この病院ではそうとう一生懸命やっても全国でならすと平均的な研修医でいることさえけっこう難しいと思う。



だから駄目かというとそういうわけでもないのが、修行というものの難しいところである。レベルの高い道場へ行けば確かに底上げはされるだろう。しかし同学年との競争が激しくて、無駄な労力を使うことも多い。あるいは同学年で一人目立つやつがいると、そこだけにレベルアップの機会が集中し、ほかには回ってこないというかなり悲しい事態が生じる。

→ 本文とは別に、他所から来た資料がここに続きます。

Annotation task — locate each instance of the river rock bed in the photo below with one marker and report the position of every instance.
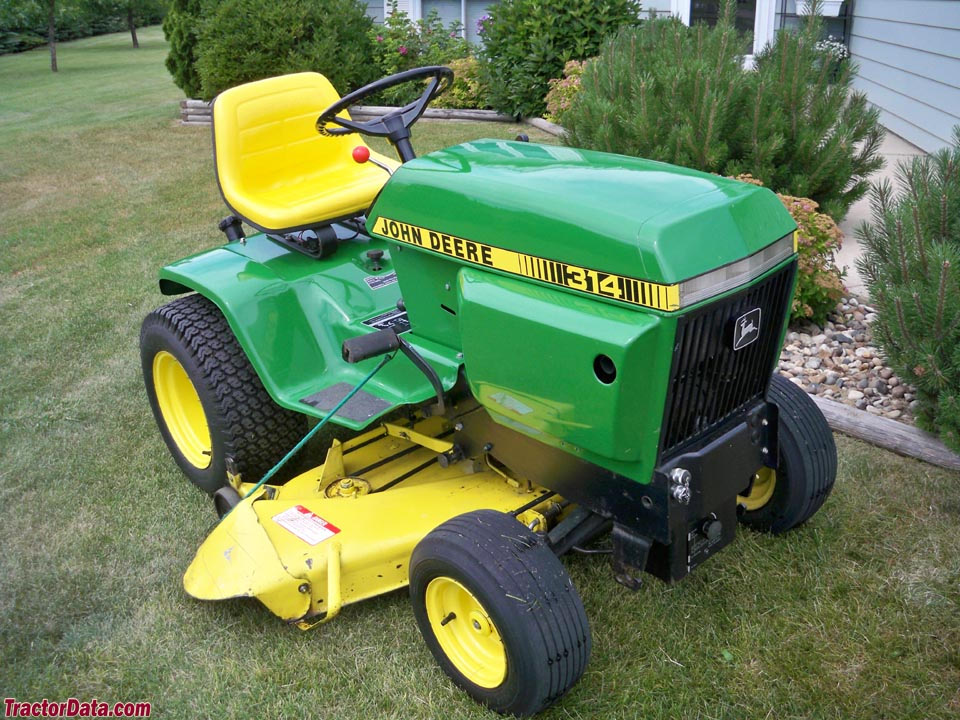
(839, 361)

いわゆる有名な臨床研修病院での研修は、ほとんどそういう状態になる。むずかしい試験を突破しても何もできないということがあり得る。

私が最初にいたところは、とにかくプライドが高く「俺たちが一番!」という気概にあふれていた。そのわりに、5~6年目の医者ぐらいまでは、かなり駄目な人が多かった。たしかに病院・医局の歴史からみたら、超一流に所属しているとう意識が強くでるのは仕方がないだろう。正直言ってそのステータスが目的ということもないわけではない。

その病院では、ほとんど何もやらせてくれなかった。患者のプレゼンテーション、討議のやりかた。これはこれで非常に重要であるが、公式に教えられたと感じることはこれだけだ。こういうことをやって、まず医師としてのスノビズムを身につけてから、実地にでるという方式であった。これがいいという人もいる。

ただ私は耐えられなかったので、辞めた。

「一流」というステータスは失ったが、非常にいい選択肢だったと思う。やれることが増えた。なにより研修医がほとんど一人だけだったため、あらゆる病棟の仕事が私に回ってきた。レベルはそれほど高くなくとも、数はかなりこなせたと思う。



いろいろ悩んでいる人もいるだろう。気に障る言い方だろうが、ドクターライセンスは法律上どこでも通用する。だから「辞めるという選択肢」はとりやすい。

わたしはその権利を行使するのに躊躇する必要はないと思う。